The plump ordering on a W type is a constructive method of comparing trees based on hereditary domination. It generalizes ordinal comparison to trees that may not be linear, allowing for transfinite induction and bisimulation-like comparisons without LEM.

Definition

Let $W=(\mu X.S◃P)$ be a W type for the container $S◃P$. We define the relations $\le$ and $<:{\mathrm{Rel}}_2(W)$ via an inductive-inductive definition:

$$\begin{array}{rlrl}& \frac{\forall (i:Ps).fi<t}{(s,f)\le t}& & \text{(Bounded by strict predecessors)}\\ & & & \\ & \frac{\exists (i:Ps).t\le fi}{t<(s,f)}& & \text{(Dominated by a predecessor)}\end{array}$$

Properties

1. Reflexivity: can be proven by induction.
2. Mixed Transitivity:
   • $x\le y<z\to x<z$
   • $x<y\le z\to x<z$
3. Well-foundedness: The relation $<$ is well-founded, since it is inductively defined.

Plumpness

A Partial order is Plump if every bounded sub-family has a supremum.
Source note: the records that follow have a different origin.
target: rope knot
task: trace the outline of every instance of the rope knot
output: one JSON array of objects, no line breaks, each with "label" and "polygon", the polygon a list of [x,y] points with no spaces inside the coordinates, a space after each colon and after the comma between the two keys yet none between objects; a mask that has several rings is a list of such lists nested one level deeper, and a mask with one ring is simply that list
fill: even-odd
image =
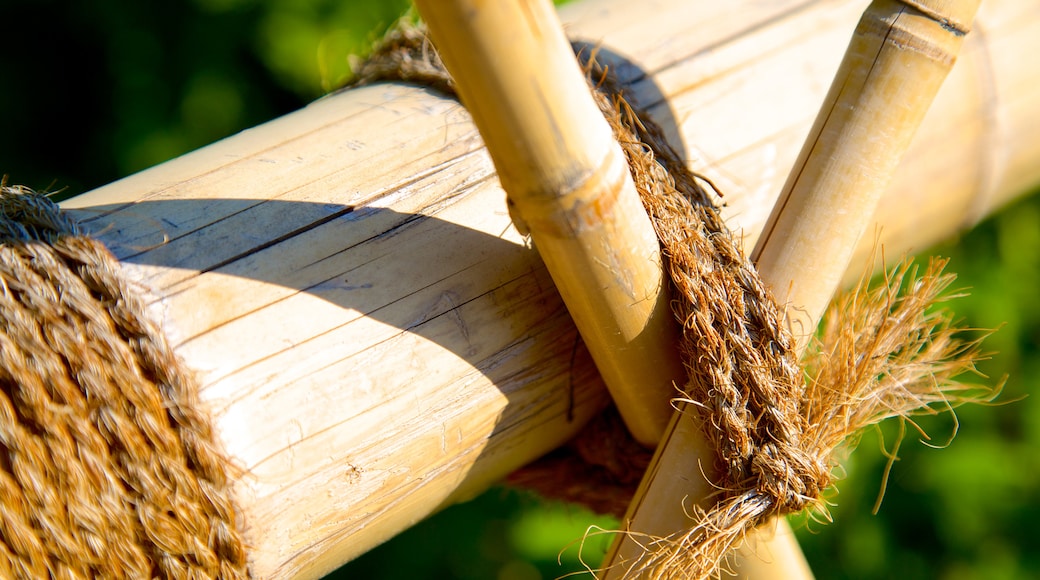
[{"label": "rope knot", "polygon": [[[674,577],[677,570],[683,577],[707,577],[763,518],[816,503],[831,482],[832,454],[847,435],[893,415],[934,412],[929,405],[948,409],[997,395],[999,388],[964,393],[952,380],[973,369],[979,354],[977,342],[953,339],[958,329],[929,309],[952,281],[941,275],[944,262],[930,264],[919,284],[905,285],[907,262],[876,291],[867,292],[864,281],[832,305],[825,319],[834,324],[825,327],[820,343],[828,354],[807,365],[812,373],[806,374],[814,376],[806,383],[785,313],[745,257],[740,237],[723,222],[716,196],[702,186],[711,182],[690,171],[662,129],[628,105],[626,87],[596,62],[595,50],[582,56],[594,98],[625,152],[667,256],[673,311],[683,330],[679,349],[689,375],[681,407],[700,415],[718,450],[713,483],[726,490],[710,509],[694,506],[697,517],[689,530],[655,539],[657,548],[648,551],[641,571],[649,577]],[[366,82],[389,77],[453,90],[418,31],[393,33],[374,58],[389,66],[364,69]],[[914,296],[900,298],[903,287]],[[645,467],[650,454],[638,445],[617,445],[615,439],[625,435],[620,419],[610,417],[597,420],[611,425],[609,436],[587,429],[551,461],[526,467],[512,481],[622,515],[638,478],[619,477],[628,464],[615,470],[611,464],[617,462],[606,458],[624,447],[622,456]],[[603,472],[610,477],[598,478]],[[613,493],[607,493],[610,486]]]},{"label": "rope knot", "polygon": [[790,445],[766,443],[751,458],[753,487],[773,500],[776,513],[798,512],[813,504],[830,483],[818,458]]}]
For this $W$, the ordering is plump because for any family of trees $(t_i{)}_{i:I}$ bounded by $u$, we can construct a supremum in $W$ (essentially by collecting subtrees).

Relation to Ordinals

• In HoTT, this structure (without set truncated) forms the Brouwer Ordinals.
• If we impose Propositional Truncation (identifying bisimilar trees), we obtain Ordinals.
• Trichotomy ($x<y\vee x=y\vee y<x$) is not provable constructively.